Garbine Muguruza była w tym roku prawdziwą zmorą Agnieszki Radwańskiej. Polka przegrała z nią wszystkie 4 pojedynki w sezonie. Większość z tych spotkań była bardzo zacięta, ale za każdym razem urodzona w Wenezueli Hiszpanka znajdywała sposób na krakowiankę.
WTA Finals. Agnieszka Radwańska: Teraz wreszcie wszystko układało się po mojej myśli
Najbardziej bolesna była oczywiście porażka w pamiętnym półfinale Wimbledonu. Radwańska przegrała wtedy z 22-latką 2:6, 6:3, 3:6. Poza tym w tym sezonie uległa Muguruzie również w Sydney (6:3, 6:7, 2:6), w Dubaju (4:6, 2:6) i niedawno w dramatycznym półfinale w Pekinie (6:4, 3:6, 4:6).
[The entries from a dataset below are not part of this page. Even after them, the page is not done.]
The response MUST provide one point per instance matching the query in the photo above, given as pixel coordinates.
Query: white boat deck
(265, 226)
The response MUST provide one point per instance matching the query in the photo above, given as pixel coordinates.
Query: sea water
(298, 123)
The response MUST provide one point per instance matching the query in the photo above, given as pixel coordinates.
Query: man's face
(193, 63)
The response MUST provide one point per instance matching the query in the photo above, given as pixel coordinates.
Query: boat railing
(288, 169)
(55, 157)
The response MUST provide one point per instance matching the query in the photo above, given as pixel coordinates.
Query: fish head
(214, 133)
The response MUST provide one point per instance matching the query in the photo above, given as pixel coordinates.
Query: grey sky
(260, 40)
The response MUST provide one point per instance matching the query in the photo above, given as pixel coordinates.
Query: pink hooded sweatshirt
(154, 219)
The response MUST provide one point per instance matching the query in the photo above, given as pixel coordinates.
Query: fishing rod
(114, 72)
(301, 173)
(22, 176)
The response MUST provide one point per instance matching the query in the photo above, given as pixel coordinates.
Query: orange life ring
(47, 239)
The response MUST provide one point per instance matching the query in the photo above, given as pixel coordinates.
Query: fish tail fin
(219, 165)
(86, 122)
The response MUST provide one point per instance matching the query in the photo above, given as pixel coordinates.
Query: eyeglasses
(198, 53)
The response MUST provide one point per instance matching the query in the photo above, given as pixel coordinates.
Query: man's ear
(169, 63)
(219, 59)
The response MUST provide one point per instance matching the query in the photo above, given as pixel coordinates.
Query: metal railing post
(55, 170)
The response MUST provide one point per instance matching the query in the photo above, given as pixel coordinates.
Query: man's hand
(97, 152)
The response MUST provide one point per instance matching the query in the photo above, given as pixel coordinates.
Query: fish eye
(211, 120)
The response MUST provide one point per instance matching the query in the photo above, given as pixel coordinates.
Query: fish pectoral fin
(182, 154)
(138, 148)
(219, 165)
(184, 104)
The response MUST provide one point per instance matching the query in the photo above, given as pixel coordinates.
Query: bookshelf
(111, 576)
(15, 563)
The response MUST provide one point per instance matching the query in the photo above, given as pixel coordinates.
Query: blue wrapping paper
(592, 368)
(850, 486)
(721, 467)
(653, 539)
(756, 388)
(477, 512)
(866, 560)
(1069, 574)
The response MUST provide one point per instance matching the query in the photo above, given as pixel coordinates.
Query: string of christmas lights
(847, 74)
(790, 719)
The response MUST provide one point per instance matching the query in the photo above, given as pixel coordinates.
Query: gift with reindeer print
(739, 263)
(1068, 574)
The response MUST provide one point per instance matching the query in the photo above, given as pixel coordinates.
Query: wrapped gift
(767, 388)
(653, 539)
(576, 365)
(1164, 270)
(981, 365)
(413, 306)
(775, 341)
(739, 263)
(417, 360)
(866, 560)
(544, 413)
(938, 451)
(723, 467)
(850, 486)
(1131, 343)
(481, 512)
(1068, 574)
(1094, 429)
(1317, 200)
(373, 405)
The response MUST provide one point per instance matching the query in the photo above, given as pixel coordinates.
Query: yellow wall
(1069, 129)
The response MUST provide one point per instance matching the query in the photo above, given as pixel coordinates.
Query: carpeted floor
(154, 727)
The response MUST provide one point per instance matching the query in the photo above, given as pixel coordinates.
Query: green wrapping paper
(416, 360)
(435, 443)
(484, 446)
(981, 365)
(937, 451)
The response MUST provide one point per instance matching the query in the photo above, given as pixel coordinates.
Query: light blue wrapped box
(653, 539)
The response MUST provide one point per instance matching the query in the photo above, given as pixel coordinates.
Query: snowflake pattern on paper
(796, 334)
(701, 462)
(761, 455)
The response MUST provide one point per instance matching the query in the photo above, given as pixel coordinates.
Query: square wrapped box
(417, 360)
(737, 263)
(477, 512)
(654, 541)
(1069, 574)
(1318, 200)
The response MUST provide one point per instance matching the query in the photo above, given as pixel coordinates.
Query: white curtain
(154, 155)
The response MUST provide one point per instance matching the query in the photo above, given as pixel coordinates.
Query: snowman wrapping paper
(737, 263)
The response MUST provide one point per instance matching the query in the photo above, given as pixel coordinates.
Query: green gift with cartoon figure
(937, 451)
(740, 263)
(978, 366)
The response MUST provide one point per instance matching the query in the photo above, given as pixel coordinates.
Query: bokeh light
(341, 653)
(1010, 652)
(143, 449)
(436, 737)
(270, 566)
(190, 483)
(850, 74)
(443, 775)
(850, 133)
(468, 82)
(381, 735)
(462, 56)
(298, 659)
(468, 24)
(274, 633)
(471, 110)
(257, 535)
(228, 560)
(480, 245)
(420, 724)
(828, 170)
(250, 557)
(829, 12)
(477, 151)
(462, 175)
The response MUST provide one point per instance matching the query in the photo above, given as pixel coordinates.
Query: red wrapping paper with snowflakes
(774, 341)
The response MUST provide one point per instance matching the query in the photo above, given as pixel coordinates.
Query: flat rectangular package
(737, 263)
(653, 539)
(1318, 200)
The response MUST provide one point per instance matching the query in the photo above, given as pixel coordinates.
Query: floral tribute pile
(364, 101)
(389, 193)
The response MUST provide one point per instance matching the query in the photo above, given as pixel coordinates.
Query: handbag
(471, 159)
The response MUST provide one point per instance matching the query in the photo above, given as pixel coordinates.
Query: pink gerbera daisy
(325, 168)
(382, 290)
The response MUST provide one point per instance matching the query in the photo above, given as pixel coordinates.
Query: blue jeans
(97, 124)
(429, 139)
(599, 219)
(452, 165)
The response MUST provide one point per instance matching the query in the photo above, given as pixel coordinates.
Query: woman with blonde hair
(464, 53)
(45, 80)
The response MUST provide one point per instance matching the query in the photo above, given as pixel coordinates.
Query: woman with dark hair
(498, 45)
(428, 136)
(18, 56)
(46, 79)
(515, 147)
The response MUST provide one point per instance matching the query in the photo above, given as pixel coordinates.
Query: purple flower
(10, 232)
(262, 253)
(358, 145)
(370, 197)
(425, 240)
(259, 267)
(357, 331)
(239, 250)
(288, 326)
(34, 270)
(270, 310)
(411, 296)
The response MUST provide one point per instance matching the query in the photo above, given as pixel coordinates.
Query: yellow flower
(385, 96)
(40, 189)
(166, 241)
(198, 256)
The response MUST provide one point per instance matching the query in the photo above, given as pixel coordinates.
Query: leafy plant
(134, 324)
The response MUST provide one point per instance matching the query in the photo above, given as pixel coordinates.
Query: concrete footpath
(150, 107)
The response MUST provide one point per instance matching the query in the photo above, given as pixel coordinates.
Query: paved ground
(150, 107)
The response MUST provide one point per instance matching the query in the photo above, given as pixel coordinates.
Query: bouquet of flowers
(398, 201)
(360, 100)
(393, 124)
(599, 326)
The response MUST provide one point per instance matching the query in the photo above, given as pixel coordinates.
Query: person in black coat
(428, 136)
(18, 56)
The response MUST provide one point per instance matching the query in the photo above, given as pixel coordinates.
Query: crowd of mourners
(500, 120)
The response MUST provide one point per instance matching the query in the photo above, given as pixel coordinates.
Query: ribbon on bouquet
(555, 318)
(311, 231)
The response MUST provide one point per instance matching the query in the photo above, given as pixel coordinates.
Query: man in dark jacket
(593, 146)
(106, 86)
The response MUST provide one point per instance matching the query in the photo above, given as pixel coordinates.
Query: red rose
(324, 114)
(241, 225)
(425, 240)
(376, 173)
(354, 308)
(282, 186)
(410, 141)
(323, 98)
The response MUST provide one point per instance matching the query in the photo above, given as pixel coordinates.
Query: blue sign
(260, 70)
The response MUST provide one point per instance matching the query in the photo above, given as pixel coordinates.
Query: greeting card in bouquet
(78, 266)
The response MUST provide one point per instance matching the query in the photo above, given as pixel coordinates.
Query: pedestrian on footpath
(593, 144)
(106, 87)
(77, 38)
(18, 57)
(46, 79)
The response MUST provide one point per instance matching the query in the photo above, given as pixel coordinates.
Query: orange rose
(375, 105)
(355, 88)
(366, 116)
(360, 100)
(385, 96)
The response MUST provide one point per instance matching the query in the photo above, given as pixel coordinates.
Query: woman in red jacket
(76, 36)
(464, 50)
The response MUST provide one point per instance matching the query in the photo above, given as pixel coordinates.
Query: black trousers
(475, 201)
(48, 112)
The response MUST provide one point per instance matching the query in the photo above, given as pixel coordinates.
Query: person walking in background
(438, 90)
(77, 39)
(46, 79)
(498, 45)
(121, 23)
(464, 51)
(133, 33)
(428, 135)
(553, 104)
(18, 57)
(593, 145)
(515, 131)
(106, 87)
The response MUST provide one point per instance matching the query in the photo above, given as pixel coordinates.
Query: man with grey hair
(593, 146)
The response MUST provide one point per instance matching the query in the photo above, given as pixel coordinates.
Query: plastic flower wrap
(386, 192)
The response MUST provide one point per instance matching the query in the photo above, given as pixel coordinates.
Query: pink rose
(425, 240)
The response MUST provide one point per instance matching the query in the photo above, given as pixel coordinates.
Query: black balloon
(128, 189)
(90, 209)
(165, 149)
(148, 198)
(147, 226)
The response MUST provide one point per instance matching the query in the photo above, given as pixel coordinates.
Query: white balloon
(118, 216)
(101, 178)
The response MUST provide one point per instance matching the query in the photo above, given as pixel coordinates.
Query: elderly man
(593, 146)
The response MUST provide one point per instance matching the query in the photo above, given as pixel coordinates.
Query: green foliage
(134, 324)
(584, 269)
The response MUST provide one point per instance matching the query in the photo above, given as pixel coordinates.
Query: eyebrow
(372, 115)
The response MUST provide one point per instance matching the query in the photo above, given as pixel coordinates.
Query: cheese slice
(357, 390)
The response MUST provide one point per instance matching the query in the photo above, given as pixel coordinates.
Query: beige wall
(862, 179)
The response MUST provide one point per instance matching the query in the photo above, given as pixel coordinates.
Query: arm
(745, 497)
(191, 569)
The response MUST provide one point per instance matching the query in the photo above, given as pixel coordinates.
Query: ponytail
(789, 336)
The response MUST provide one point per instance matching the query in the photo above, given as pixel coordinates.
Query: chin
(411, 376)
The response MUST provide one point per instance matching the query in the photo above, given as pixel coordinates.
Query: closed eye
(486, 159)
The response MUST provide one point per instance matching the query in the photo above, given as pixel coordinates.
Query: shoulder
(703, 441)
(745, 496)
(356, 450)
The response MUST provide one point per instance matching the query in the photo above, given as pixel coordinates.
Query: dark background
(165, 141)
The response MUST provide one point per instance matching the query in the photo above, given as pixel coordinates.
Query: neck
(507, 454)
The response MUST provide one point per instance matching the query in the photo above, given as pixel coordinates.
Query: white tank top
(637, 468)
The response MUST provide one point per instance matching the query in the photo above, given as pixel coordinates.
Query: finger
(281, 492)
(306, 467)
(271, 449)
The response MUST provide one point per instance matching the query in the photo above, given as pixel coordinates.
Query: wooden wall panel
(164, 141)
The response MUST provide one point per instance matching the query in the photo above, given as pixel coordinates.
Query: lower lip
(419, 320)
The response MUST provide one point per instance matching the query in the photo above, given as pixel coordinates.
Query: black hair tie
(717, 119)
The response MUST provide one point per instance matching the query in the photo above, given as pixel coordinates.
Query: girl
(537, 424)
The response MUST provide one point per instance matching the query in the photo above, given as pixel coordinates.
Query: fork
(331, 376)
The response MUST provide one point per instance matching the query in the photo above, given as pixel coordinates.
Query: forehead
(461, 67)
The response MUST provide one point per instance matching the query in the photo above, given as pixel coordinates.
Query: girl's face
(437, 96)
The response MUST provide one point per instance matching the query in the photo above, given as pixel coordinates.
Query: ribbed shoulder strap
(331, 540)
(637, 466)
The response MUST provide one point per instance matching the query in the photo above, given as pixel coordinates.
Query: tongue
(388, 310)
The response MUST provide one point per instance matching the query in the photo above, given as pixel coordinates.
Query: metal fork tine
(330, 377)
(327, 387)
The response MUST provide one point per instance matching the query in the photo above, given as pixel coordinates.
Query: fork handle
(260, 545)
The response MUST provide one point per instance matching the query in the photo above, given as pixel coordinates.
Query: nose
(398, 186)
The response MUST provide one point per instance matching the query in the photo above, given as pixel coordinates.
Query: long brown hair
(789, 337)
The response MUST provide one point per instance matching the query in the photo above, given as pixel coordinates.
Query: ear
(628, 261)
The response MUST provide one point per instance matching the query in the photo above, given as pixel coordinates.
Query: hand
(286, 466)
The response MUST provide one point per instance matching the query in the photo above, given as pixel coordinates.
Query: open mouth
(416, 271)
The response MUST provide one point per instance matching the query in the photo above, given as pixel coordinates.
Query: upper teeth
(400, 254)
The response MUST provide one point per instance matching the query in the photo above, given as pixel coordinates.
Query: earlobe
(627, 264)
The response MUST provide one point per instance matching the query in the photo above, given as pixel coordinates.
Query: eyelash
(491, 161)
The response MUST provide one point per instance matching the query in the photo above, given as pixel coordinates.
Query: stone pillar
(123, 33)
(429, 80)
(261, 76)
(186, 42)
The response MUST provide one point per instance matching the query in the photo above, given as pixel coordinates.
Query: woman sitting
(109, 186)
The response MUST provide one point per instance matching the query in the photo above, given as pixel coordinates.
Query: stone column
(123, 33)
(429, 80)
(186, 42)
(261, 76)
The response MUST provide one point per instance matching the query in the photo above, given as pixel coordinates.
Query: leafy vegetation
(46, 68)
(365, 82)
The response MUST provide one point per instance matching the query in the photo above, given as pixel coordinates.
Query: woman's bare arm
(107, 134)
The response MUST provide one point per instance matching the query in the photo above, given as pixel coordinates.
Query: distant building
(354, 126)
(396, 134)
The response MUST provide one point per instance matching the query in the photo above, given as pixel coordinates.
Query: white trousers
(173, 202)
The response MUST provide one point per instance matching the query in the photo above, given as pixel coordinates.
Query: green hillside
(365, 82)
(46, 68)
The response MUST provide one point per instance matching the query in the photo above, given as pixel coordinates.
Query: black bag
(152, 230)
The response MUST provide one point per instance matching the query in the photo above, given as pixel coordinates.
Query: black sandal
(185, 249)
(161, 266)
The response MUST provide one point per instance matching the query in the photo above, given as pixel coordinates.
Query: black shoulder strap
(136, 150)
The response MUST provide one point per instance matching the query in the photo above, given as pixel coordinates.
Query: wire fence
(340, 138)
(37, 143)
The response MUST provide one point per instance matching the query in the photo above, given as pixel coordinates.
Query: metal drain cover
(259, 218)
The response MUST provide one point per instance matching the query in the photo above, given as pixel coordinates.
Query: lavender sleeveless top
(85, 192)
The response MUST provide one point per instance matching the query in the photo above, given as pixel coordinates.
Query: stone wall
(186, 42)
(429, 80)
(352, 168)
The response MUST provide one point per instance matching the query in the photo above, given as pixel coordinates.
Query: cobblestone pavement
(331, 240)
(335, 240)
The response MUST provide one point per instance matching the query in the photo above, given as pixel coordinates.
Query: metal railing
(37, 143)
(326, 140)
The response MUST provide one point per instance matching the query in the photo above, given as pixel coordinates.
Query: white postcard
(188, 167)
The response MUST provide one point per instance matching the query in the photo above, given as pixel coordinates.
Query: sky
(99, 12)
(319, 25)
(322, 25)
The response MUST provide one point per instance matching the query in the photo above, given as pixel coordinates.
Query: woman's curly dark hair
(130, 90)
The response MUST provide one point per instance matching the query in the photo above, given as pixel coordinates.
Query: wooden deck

Hiszpanka debiutuje w WTA Finals. Polka gra w mistrzostwach po raz piąty z rzędu, ale to Muguruza będzie faworytką sobotniego starcia. Rozpędzona Garbine wygrała 12 z ostatnich 13 spotkań.
W drugim półfinale Rosjanka Maria Szarapowa zagra z Czeszką Petrą Kvitovą.